The article is a bit miss leading. The so called security flaw does not reveal the e-mail address directly, but a MD5 hash of it. Sure it can be cracked, but it doesn't mean that it will get cracked.
And E-Mail-addresses aren't passwords; trying a few hundred variations for each firstname for each lastname is perfectly feasible and should crack a nice percentage of these hashes.
My email is firstname@companyname.co.nz (I have a few of these at different companies). I'm fairly confident this isn't going to be cracked any time soon by random MD5 hashing.
(of course, my real name can be extrapolated from my HN username)
Given 10^6 possible first names (that's really generous but, hey, I like my dictionaries to be cosmopolitan in character) and 10^6 domains (again, generous) exhaustive search takes 10^12 hashes. My laptop can do 10^7 in a second. This means you have about 10^5 seconds until your email is broken given that the MD5 hash is divulged. That's plus or minus three hours.
Your call on whether "An adversary can only defeat my security given three hours and a hardware investment of $1,600 2010 dollars" is an acceptable security bound for your users. If it isn't, don't use MD5 for crypto purposes.
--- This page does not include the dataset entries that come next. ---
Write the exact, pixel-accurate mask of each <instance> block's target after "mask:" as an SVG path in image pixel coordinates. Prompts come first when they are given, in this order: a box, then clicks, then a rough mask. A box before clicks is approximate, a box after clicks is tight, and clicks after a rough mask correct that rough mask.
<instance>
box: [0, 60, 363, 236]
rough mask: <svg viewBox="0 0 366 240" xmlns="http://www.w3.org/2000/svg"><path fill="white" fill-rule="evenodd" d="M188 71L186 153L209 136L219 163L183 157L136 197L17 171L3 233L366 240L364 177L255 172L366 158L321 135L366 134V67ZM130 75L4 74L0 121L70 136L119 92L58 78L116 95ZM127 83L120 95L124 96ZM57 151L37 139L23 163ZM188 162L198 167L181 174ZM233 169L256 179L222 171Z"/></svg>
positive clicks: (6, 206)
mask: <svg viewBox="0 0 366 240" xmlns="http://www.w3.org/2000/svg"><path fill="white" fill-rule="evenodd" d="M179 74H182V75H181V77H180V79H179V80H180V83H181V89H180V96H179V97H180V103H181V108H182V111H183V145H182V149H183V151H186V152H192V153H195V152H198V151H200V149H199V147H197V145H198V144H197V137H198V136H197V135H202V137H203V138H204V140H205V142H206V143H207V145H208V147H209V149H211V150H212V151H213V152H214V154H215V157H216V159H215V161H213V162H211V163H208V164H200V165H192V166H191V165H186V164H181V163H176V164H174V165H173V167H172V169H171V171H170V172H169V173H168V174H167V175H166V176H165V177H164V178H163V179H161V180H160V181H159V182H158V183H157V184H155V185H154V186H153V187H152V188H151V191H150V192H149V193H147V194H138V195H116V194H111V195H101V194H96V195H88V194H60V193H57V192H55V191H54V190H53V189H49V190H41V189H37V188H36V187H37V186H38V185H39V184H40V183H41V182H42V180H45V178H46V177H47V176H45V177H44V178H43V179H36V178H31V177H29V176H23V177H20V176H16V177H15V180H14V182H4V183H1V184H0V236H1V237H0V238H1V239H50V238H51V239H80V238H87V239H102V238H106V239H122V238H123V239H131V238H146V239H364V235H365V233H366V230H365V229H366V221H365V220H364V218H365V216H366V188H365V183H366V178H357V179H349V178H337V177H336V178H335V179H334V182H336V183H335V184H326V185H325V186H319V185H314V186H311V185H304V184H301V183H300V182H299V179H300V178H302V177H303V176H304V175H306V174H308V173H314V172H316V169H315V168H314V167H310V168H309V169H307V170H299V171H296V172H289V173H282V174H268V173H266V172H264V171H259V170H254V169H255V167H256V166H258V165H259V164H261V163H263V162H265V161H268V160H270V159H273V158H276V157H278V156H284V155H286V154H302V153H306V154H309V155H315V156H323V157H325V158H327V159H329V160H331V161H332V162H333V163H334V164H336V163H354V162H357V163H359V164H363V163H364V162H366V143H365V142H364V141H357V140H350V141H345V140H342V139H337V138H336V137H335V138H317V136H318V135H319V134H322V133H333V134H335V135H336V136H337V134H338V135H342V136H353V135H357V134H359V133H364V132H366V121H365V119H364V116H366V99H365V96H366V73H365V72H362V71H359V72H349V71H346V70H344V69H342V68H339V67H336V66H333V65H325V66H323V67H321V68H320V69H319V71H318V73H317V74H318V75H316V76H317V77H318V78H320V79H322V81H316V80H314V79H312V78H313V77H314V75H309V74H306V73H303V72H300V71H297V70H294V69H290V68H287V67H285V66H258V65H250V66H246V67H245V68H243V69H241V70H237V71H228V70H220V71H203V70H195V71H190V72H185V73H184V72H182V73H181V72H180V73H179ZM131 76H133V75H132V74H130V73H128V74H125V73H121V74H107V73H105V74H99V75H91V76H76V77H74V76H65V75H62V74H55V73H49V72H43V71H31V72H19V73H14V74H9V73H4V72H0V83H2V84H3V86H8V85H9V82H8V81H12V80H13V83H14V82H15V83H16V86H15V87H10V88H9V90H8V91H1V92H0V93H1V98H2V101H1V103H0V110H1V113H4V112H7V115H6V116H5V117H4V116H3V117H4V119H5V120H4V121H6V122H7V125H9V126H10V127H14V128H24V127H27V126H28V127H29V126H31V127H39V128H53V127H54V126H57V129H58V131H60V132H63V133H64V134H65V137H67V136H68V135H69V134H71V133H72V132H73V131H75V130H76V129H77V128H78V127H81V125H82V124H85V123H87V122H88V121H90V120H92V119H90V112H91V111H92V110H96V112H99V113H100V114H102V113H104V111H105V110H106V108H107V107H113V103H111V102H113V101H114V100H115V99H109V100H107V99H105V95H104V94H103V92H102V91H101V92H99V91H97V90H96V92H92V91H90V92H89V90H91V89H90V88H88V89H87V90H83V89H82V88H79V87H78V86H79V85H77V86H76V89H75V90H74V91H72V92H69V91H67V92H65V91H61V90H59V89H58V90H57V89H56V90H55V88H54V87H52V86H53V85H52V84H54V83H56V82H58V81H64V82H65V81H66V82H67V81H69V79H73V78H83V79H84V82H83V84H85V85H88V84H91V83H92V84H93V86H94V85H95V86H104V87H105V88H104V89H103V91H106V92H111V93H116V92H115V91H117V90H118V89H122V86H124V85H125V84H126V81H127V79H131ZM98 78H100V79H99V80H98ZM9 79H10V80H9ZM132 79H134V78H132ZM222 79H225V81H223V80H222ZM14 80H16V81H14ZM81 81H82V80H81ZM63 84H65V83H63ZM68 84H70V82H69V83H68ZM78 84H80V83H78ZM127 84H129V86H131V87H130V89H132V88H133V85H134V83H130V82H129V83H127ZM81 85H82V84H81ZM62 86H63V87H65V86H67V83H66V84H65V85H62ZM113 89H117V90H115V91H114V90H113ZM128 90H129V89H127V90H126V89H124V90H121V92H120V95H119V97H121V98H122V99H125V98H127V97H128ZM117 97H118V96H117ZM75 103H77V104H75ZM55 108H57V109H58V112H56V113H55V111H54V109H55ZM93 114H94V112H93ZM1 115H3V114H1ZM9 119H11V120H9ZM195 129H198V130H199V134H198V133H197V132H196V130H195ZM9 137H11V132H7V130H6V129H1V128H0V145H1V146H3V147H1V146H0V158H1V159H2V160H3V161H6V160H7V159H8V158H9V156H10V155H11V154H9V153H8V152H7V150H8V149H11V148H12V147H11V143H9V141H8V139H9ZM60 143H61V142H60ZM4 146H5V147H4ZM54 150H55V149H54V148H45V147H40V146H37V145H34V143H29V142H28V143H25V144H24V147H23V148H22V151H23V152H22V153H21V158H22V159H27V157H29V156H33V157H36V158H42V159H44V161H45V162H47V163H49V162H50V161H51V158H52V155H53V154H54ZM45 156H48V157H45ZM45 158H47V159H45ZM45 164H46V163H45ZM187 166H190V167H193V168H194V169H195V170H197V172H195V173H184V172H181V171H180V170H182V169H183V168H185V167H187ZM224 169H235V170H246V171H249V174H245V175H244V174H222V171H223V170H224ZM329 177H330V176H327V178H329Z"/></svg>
The rainbow table would just need to include alphanumeric letters + '@' for up to 30 letters. I think your emails are in nearly every rainbow table in existence.
Just the 1-10 character lowercase alphanumeric rainbow table from freerainbowtables.com is 297 GB. Of course, you can generate rainbow tables with various parameters and tradeoffs so it's not trivial to compare them.
Still, I don't think I've ever had a rainbow table that contained plaintexts longer than 12 characters. Are 30+ length tables common these days?
They are after a specific list of politicians which the email addresses are probably known already. So there is no security. Hashing and hashing with salt only protects population, not individual with knowledge.